Generally, a root canal is all that is needed to save teeth with injured pulp from extraction. Occasionally, this non-surgical procedure will not be sufficient to heal the tooth and your endodontist will recommend surgery.
Endodontic surgery can be used to locate fractures or hidden canals that do not appear on digital radiographs but still manifest pain in the tooth. Damaged root surfaces or the surrounding bone may also be treated with this procedure. The most common surgery used to save damaged teeth is an apicoectomy or root-end resection.
What is apical surgery?
An apical surgery or apicoectomy involves making an incision in the gum tissue to expose the bone and surrounding inflamed tissue. The damaged tissue is removed along with the end of the root tip. A root-end filling is placed to prevent reinfection of the root and the gum is sutured. The bone naturally heals around the root over a period of months restoring full function.
What types of technologies do your offices use?
We use a number of advanced technologies that enhance the practice of endodontics and care we provide our patients.
All of our offices use digital radiography, a technology that exposes patients to less radiation than conventional x-rays, makes it easier to share a patient’s radiographic images with both the patient and referring dentist, improves communication about treatment procedures with patients and referring dentists, expedites appointments through faster image processing, and is environmentally friendly because it does not require toxic chemicals for image processing.
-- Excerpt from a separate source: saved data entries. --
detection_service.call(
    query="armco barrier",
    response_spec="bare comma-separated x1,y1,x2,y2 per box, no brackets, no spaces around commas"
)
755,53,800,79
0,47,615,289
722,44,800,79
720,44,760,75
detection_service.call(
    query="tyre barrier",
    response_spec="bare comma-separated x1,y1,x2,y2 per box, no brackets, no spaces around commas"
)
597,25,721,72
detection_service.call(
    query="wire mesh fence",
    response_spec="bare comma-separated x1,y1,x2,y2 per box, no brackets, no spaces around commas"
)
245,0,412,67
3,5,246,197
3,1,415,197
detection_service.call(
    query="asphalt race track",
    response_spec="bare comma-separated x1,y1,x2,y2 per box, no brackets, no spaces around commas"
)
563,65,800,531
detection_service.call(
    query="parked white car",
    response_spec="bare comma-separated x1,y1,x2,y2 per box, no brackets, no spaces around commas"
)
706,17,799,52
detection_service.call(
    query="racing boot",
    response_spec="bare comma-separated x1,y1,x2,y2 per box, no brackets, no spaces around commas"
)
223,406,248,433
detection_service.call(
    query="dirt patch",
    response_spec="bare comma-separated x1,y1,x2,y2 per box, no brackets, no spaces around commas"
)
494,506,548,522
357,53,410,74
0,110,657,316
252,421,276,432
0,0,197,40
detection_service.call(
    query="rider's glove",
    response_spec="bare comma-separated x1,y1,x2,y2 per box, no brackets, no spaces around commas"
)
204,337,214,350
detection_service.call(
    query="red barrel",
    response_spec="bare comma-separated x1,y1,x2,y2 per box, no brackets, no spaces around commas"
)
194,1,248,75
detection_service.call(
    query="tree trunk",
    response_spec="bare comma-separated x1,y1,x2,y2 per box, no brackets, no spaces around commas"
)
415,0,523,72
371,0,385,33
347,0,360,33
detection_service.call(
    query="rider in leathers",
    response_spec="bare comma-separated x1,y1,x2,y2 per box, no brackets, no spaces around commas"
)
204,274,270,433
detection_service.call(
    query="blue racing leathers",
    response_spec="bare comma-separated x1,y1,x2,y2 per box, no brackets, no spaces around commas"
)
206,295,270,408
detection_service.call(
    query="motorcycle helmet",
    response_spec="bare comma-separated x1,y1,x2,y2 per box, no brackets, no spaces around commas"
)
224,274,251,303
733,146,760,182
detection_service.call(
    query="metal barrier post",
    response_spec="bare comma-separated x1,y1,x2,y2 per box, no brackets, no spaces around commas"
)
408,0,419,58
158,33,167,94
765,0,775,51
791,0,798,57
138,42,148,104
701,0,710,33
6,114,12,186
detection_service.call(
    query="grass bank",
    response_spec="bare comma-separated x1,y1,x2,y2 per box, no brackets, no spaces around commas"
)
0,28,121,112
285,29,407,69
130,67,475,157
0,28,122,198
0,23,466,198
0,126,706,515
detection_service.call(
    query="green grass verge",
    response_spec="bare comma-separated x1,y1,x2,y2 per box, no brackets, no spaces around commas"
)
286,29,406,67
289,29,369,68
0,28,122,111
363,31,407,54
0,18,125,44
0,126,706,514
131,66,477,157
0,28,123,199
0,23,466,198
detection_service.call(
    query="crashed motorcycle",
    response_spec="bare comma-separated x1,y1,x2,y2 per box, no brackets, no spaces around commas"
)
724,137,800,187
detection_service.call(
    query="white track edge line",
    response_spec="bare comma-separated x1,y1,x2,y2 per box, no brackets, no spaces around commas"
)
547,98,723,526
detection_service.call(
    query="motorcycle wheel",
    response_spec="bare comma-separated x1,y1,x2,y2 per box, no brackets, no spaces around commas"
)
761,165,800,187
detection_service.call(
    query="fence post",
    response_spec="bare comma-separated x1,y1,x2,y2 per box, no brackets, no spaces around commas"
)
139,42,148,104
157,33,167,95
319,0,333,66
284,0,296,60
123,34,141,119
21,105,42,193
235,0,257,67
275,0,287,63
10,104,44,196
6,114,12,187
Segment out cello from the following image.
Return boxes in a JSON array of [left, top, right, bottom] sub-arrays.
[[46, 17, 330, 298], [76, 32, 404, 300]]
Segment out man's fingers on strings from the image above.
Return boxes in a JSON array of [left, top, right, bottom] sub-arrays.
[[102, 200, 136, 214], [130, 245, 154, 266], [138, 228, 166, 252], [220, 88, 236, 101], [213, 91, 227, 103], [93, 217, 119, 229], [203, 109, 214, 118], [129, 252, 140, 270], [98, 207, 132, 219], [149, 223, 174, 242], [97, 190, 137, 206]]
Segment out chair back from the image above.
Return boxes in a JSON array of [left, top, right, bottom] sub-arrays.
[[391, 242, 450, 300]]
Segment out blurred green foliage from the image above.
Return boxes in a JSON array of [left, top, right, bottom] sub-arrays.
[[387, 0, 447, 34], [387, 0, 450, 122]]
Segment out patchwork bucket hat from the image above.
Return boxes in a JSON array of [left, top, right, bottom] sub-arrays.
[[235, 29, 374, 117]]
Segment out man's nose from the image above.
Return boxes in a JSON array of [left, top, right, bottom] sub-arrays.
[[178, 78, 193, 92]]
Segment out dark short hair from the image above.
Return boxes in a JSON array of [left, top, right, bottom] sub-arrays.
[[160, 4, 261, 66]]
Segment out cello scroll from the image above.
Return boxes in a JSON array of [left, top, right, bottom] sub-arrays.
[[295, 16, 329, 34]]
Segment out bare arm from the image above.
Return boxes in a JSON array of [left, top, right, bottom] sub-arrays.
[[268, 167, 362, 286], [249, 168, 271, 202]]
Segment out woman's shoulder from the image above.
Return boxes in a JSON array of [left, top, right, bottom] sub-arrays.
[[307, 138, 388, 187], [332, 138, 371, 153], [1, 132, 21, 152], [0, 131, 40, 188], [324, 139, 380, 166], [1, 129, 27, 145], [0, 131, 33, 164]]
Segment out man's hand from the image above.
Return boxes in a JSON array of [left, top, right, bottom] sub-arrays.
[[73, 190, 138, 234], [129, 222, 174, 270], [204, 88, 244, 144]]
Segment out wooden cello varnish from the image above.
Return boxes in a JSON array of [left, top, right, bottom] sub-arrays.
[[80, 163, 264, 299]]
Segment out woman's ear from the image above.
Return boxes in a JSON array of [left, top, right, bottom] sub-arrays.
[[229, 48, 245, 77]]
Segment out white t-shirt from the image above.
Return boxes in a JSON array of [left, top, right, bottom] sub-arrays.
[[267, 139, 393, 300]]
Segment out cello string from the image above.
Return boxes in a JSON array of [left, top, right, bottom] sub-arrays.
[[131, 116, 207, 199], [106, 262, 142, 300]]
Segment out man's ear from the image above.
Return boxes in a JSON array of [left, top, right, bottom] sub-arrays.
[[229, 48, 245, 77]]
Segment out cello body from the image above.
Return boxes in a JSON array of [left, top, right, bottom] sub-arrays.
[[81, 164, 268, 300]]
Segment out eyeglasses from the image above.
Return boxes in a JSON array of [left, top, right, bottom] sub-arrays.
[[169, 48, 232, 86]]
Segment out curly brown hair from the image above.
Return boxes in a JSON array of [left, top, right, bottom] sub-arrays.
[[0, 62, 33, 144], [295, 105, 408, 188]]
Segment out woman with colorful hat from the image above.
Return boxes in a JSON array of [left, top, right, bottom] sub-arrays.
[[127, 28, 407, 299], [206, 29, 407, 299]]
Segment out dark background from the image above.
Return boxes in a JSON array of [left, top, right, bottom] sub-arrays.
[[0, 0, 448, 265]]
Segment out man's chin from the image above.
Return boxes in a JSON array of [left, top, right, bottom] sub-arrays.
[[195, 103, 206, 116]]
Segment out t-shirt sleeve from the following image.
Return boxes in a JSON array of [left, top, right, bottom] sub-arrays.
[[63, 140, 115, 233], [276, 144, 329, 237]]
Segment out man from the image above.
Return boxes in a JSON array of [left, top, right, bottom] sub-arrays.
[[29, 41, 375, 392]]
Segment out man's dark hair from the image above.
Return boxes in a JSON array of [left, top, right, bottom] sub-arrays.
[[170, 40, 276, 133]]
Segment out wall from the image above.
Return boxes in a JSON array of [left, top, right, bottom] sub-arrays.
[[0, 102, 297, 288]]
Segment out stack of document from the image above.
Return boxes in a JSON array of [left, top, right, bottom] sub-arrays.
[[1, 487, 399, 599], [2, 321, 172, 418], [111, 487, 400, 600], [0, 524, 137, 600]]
In addition to digital x-rays, our endodontists may use CBCT, or cone beam computed tomography if needed. This advanced 3D technology helps our endodontists see very fine details inside teeth to provide superior diagnosis and treatment planning options for the patient. The additional CBCT fee will be discussed with you prior to obtaining this scan.
We also use operating microscope technology that provides optimal magnification and fiber optic illumination during endodontic treatment. This specialized technology aids the doctor in seeing tiny details inside your tooth. In addition, a tiny video camera on the operating microscope can record images of your tooth to further document the endodontist’s findings.
Other technologies we use include tooth canal irrigation devices and rotary instruments.